I haven’t come across many new issues this tax season, but, as usual, a few surprises have popped up.
Make Work Pay Credit Gone
Many are disappointed with the amount of refund or amount owed compared to last year, primarily due to the elimination of the Make Work Pay credit that could be as great as $800 for a couple. A credit is almost always better than a deduction because it is subtracted directly from the tax, whereas a deduction is subtracted from taxable income prior to the tax calculation.
Residential Energy Credits
As usual, many are confused about the Residential Energy Credit. Homeowners have new windows, insulation, furnaces, etc. installed by suppliers and contractors with the expectation that their taxes will be greatly decreased, a convenient sales tool. Actually, not all of the labor and materials qualify for the credit, and then the credit is only a small percentage of the cost, usually 10%, with dollar limits on specific items and with a maximum accumulative limit of $500 over the past five years. I had a salesman tell me about the credit while presenting his replacement windows for my seasonal lake property. What he didn’t say, or probably know, was that the credit is only for a primary residence. When challenged on this aspect, he moved on to the next selling point.
New York State Changes
NY State has added a new e-file requirement for individual taxpayers. Individual taxpayers who file their own returns using tax software are generally required to file electronically. A taxpayer who is required to e-file and fails to do so will be subject to a penalty and will not be eligible to receive interest on any overpayment until the return is filed electronically. They say that if your software supports the e-filing of your return, you must e-file, and if you are required to e-file but you file on paper instead, you may be subject to a $25 penalty. Looks like NY State is serious about automation and reducing paperwork. Why then have they discontinued the Form IT-150 short form (two pages), and now require the four-page Form IT-201 for full-year residents? Why not just reform the tax system and reduce the amount of paperwork that way?
Cost Basis Reporting – Valuable, But Not Entirely Accurate
We are hearing lots of talk about the new cost basis reporting by custodians, and confusion for taxpayers. The Form 1099Bs that are used for reporting security sales now include the original cost of the security or cost basis for the security sold (stock, bond, mutual fund, etc.). New legislation that took effect January 1, 2011, now requires the custodian to report this information to the IRS. This cost basis information is quite valuable for the taxpayer preparing income taxes because it eliminates the need to go back over months and years of statements showing when and for how much the security was purchased and reinvested capital gains and dividends, all of which go into the cost basis.
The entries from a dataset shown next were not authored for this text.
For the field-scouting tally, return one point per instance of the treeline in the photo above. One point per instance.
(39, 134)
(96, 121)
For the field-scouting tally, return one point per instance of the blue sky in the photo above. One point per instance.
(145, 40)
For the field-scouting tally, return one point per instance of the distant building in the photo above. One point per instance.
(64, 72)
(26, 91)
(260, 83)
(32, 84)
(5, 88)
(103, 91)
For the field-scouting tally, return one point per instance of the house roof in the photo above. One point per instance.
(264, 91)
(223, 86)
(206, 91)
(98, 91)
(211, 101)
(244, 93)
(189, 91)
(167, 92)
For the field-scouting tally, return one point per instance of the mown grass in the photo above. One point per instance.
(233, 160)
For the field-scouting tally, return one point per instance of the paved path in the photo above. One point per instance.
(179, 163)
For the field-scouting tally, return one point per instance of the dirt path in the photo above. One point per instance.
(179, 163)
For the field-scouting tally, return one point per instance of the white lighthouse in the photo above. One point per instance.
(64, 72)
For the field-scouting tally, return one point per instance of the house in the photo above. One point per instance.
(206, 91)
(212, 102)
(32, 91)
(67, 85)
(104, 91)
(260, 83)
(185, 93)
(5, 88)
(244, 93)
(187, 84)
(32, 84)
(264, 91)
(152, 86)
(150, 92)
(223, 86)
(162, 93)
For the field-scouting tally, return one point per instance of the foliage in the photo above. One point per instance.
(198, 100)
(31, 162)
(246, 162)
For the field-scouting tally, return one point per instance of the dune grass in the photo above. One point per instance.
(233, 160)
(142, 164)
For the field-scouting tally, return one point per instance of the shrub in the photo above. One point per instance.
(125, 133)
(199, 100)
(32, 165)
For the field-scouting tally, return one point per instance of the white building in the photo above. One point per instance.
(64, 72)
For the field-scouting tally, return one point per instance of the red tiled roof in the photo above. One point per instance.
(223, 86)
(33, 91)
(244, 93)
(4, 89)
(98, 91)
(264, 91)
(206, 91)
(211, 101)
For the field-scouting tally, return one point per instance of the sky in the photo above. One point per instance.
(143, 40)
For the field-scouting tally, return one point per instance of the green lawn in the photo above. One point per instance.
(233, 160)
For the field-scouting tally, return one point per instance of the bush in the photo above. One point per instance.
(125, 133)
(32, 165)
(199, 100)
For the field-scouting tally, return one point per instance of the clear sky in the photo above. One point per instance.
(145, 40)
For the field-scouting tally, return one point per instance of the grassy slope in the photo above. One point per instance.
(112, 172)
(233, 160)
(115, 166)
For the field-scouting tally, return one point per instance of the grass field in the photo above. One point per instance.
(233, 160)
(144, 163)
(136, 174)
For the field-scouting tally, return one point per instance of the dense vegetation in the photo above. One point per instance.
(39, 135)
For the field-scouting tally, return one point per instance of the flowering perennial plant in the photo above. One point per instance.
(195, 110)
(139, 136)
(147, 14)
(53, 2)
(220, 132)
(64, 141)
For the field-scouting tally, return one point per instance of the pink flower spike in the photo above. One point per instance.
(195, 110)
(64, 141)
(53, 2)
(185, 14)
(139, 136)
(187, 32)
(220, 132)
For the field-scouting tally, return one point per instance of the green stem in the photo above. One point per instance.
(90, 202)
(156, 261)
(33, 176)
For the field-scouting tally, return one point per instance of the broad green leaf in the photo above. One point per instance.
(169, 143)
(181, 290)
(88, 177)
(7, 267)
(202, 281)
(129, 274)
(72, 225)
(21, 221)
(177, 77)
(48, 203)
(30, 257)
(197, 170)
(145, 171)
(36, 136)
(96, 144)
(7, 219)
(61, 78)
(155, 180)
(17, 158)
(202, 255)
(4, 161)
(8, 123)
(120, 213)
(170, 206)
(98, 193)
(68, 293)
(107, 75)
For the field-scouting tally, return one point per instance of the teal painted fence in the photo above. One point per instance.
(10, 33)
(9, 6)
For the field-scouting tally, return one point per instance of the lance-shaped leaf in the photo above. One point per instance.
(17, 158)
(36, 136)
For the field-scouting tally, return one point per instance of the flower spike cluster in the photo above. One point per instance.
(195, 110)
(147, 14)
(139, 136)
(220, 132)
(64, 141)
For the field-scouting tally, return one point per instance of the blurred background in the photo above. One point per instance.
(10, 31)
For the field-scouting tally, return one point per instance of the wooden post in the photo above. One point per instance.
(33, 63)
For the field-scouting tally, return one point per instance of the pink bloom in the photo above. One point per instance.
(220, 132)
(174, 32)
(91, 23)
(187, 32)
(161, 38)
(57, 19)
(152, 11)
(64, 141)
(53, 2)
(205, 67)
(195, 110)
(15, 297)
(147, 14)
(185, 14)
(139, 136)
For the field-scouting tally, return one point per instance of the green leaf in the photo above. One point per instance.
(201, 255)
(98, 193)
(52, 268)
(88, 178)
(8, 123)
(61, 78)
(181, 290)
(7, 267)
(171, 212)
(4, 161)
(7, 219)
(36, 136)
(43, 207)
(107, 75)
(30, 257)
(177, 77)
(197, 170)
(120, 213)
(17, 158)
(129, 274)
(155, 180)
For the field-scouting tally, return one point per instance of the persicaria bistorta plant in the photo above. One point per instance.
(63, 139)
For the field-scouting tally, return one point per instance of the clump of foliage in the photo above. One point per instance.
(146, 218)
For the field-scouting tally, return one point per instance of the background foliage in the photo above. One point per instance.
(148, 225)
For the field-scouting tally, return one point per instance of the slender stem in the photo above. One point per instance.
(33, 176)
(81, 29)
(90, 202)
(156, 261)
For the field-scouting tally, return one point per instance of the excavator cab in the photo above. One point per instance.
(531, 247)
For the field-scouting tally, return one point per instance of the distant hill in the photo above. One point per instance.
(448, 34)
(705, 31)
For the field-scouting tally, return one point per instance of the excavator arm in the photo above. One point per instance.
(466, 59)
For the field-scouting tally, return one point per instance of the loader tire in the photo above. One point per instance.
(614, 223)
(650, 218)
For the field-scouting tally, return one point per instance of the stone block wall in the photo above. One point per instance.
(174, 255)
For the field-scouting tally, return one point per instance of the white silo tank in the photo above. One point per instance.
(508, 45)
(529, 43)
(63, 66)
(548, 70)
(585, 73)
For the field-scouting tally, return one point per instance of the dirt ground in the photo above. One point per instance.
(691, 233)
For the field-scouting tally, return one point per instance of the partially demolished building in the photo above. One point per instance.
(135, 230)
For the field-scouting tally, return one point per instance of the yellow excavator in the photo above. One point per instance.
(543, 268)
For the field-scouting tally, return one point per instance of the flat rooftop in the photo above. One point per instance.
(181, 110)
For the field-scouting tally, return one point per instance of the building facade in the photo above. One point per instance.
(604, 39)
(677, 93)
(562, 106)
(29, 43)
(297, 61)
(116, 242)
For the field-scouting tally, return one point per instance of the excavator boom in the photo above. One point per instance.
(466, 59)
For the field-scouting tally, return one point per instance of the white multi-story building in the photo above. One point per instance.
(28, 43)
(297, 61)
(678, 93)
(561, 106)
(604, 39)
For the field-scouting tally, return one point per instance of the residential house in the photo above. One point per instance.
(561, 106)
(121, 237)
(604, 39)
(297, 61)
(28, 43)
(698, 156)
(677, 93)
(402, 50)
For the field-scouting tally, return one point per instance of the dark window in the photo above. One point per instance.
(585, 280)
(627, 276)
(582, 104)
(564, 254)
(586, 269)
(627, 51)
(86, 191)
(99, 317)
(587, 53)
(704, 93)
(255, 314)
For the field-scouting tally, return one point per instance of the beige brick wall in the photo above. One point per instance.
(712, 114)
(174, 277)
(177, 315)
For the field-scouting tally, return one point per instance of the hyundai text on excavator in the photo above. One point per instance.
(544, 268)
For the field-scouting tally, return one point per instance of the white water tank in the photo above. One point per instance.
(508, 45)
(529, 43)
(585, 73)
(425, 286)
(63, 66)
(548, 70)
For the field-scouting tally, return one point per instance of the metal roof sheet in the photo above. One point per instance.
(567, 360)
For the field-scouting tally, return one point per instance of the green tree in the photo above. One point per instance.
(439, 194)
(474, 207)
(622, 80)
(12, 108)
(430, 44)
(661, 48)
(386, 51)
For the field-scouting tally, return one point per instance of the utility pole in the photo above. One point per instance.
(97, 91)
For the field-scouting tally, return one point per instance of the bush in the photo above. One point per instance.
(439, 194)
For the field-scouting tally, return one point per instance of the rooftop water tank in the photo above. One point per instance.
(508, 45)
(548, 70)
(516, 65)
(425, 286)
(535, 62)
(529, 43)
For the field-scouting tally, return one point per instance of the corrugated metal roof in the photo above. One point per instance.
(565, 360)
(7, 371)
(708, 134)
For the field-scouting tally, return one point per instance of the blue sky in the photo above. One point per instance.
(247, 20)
My first experience was enlightening. The cost basis for several mutual funds sold was accurate. They were purchased four years ago and reinvested all dividends and capital gain distributions. The US Treasury note that matured in 2011 at $18,000 was purchased in 2008 at a premium of about $19,300 because it carried an annual interest rate of almost 5%. The custodian showed a cost basis of $18,000.
Although the custodian included a notice that cost basis is furnished to the IRS, these securities I mentioned actually were not furnished to the IRS. Cost basis reporting is only for “taxable” (non-retirement) accounts. Cost basis is required for:
The cost basis information is valuable for the taxpayer, but not entirely reliable. The custodian has no knowledge of the cost basis of securities purchased through one custodian and transferred to another custodian. The responsibility for cost basis lies with the owner of the securities. Rockbridge Investment Management has historic cost information available for our clients upon request.
This year the filing deadline is April 17, 2012. Be sure to file by that date, or file a request for extension if your actual return is not ready. Be sure to estimate any amount owed and include it with the extension request. At least you will still have another six months to get your act together and get the proper return filed.